The brain continuously monitors speech output to detect potential errors between its sensory prediction and its sensory production (Daliri et al., 2020). When the brain encounters an error, it generates a corrective motor response, usually in the opposite direction, to reduce the effect of the error. Previous studies have shown that the type of auditory error received may impact a participant’s corrective response. In this study, we examined whether participants respond differently to categorical or non-categorical errors. We applied two types of perturbation in real-time by shifting the first formant (F1) and second formant (F2) at three different magnitudes.
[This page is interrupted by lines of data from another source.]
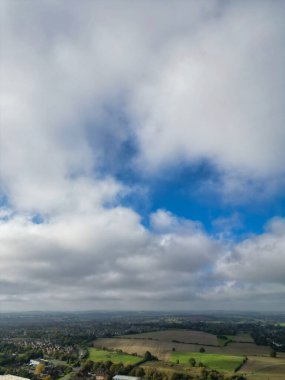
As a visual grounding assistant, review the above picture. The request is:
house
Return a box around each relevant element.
[29,359,49,367]
[29,359,41,367]
[113,375,141,380]
[0,375,30,380]
[94,369,108,380]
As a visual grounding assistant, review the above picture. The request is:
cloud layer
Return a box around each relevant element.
[0,0,285,310]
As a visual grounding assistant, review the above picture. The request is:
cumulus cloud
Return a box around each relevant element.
[0,207,219,308]
[0,0,285,310]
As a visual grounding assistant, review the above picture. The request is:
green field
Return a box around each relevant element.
[170,352,244,371]
[88,348,143,364]
[217,335,235,347]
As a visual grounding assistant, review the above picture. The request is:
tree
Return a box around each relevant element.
[35,363,45,375]
[270,349,277,358]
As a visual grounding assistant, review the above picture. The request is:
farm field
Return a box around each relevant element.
[169,352,244,372]
[93,338,223,360]
[94,330,285,380]
[118,330,218,346]
[94,330,278,360]
[88,348,142,364]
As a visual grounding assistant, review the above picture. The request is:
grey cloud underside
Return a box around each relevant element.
[0,209,285,309]
[0,0,285,309]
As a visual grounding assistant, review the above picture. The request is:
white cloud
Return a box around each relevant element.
[0,0,285,309]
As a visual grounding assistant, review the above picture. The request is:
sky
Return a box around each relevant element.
[0,0,285,312]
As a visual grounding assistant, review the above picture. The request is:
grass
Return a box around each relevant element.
[217,335,235,347]
[88,348,142,365]
[170,352,244,372]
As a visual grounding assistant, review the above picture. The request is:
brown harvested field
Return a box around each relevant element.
[241,357,285,380]
[94,338,223,360]
[140,361,201,375]
[234,334,254,343]
[219,342,270,356]
[94,330,285,362]
[118,330,218,346]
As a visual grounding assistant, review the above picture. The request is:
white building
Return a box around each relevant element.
[113,375,141,380]
[0,375,30,380]
[29,359,41,367]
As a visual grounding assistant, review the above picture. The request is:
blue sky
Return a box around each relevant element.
[0,0,285,311]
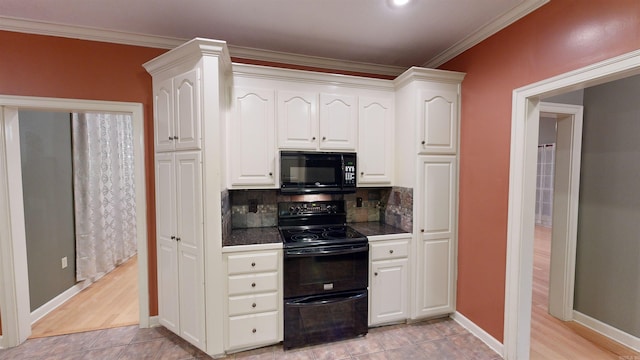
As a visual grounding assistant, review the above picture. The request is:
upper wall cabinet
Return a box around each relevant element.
[358,96,394,186]
[278,91,318,149]
[418,89,458,154]
[228,87,276,188]
[277,90,358,151]
[153,69,201,152]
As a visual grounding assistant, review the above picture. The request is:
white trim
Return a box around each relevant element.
[540,102,584,321]
[451,311,504,356]
[573,310,640,350]
[0,16,406,77]
[422,0,550,68]
[31,282,86,325]
[0,95,149,347]
[504,50,640,360]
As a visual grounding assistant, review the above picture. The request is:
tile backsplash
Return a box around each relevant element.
[222,187,413,236]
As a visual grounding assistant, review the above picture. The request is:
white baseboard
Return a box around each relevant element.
[31,282,86,325]
[451,311,504,357]
[149,315,160,327]
[573,310,640,351]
The vowel /ɛ/ was shifted toward the vowel /æ/ in the categorical perturbation condition. In the non-categorical perturbation condition, the vowel /ɛ/ was shifted to a sound outside of the vowel quadrilateral (increasing both F1 and F2). Our results showed that participants responded to the categorical perturbation while they did not respond to the non-categorical perturbation. Additionally, we found that in the categorical perturbation condition, as the magnitude of the perturbation increased, the magnitude of the response increased. Overall, our results suggest that the brain may respond differently to categorical and non-categorical errors, and the brain is highly attuned to errors in speech.